09 de julho de 2026
Economia & Negócios

MP quer indenização de consumidores

Adilson Camargo
| Tempo de leitura: 2 min

O procurador Pedro de Oliveira Machado, do Ministério Público Federal de Bauru, propôs à 3ª Vara da Justiça Federal uma medida cautelar de produção antecipada de prova para investigar a venda de combustíveis adulterados. Caso fique comprovada a irregularidade, Machado entrará com uma ação pedindo o ressarcimento de consumidores que se sentirem lesados com a fraude.

O promotor estuda ainda a possibilidade de pedir a suspensão do funcionamento para postos reincidentes e uma eventual condenação por danos morais e materiais, desde que os consumidores consigam comprovar que foram prejudicados por usarem gasolina adulterada.

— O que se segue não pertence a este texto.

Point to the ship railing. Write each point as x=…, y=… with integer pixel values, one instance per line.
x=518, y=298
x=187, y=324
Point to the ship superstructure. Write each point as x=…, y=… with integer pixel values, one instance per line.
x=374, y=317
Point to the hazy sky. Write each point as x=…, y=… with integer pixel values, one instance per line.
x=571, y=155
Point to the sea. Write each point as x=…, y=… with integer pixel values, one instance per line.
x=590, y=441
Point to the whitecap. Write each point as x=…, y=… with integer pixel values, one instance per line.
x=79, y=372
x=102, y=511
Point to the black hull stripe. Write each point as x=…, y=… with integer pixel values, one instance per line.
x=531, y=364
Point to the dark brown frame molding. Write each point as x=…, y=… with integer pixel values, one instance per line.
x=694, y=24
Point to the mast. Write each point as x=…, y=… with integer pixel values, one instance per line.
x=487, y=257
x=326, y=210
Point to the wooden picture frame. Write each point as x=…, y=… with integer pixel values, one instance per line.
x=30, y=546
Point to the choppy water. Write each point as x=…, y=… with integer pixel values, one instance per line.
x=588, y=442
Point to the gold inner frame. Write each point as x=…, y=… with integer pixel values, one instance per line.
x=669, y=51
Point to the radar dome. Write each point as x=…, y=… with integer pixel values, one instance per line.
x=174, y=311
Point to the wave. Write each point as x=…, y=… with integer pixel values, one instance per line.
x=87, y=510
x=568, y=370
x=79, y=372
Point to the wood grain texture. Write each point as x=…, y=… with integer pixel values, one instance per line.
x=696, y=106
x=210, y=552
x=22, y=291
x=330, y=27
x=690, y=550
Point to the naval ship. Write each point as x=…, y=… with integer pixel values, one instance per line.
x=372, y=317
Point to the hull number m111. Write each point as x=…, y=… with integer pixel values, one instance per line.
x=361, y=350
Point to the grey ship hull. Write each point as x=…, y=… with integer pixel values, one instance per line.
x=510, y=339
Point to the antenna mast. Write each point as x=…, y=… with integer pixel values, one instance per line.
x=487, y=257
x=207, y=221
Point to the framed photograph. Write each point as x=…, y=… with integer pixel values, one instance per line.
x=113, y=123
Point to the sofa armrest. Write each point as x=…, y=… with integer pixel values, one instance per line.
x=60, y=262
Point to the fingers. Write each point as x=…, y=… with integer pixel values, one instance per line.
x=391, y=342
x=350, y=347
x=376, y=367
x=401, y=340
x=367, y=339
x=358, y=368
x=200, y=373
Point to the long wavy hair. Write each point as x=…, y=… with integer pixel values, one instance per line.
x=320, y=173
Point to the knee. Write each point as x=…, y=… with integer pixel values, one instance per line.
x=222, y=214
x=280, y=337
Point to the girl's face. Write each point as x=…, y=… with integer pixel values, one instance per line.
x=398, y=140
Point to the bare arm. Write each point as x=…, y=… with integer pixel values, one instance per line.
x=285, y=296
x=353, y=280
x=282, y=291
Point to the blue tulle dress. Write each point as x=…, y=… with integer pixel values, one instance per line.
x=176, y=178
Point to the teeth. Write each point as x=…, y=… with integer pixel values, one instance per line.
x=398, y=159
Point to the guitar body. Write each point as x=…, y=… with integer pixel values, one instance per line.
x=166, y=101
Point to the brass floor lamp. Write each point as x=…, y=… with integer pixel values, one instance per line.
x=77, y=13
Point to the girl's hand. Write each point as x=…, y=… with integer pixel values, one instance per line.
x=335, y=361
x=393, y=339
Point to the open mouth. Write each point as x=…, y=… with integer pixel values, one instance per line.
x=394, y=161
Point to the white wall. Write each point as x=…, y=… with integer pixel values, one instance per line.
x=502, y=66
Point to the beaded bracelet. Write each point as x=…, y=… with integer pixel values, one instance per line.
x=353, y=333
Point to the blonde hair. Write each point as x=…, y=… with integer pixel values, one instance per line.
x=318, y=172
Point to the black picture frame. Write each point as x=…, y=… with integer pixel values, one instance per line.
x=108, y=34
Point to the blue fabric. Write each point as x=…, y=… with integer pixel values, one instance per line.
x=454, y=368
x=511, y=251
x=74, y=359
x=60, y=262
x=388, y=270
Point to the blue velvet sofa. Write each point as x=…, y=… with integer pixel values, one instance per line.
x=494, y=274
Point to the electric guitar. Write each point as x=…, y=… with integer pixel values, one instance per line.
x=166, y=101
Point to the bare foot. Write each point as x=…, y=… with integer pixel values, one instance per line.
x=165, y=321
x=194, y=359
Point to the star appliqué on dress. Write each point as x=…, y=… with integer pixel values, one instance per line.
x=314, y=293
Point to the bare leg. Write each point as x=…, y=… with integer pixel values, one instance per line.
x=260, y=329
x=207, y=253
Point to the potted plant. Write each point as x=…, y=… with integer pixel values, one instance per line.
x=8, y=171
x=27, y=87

A medida foi proposta no fim do mês passado. Segundo explicou o procurador, ela pede que o juiz determine um perito de confiança para que análises sejam feitas nas amostras guardadas na Universidade Estadual Paulista (Unesp) de Araraquara.

De acordo com Machado, a medida visa produzir prova para depois ele poder entrar com a ação principal, pedindo o ressarcimento dos consumidores. Segundo informou o procurador, a Justiça já teria intimado os postos a apresentar um assistente de confiança para acompanhar o trabalho dos peritos. A intenção seria evitar qualquer desconfiança dos donos de postos de combustíveis e mostrar que as análises serão feitas com base em padrões estabelecidos pela Agência Nacional de Petróleo (ANP).

Denúncia anônima

Quando o Ministério Público decidiu investigar a qualidade da gasolina vendida pelos postos de Bauru, foi solicitada ajuda do Instituto de Pesos e Medidas (Ipem) para fazer a coleta do combustível. As investigações são feitas sempre com base em denúncias anônimas, segundo informou Machado.

No início dos trabalhos, as amostras eram encaminhadas à Unesp de Botucatu. Entretanto, ao descobrir que as amostras eram armazenadas em temperatura inadequada e que, por isso, os laudos poderiam ser contestados, Machado decidiu transferir o trabalho para Araraquara. Para garantir resultados confiáveis, as amostram precisam ser acondicionadas em uma temperatura abaixo de dez graus positivos. Além dessa falha, o procurador notou ainda uma certa facilidade de acesso às amostras.

A transferência para Araraquara deu-se também em função do convênio mantido entre a universidade local e a ANP, para o controle da qualidade dos combustíveis.

Das três amostras coletadas, uma fica com o proprietário do posto e as demais são encaminhadas à universidade: uma serve como base para a elaboração do laudo e a outra fica guardada como contra-prova.

Segundo o procurador, se os resultados dos exames comprovarem a adulteração, além das sanções civis, como o ressarcimento, ele pretende acionar os responsáveis criminalmente.

Machado pensa em requisitar a instalação de inquérito policial, com base na legislação em vigor. “Vender combustível fora das especificações é um crime previsto em lei”, explicou.

Neste caso, seria atribuição da Polícia Federal tentar identificar os responsáveis pela adulteração e indiciá-los criminalmente.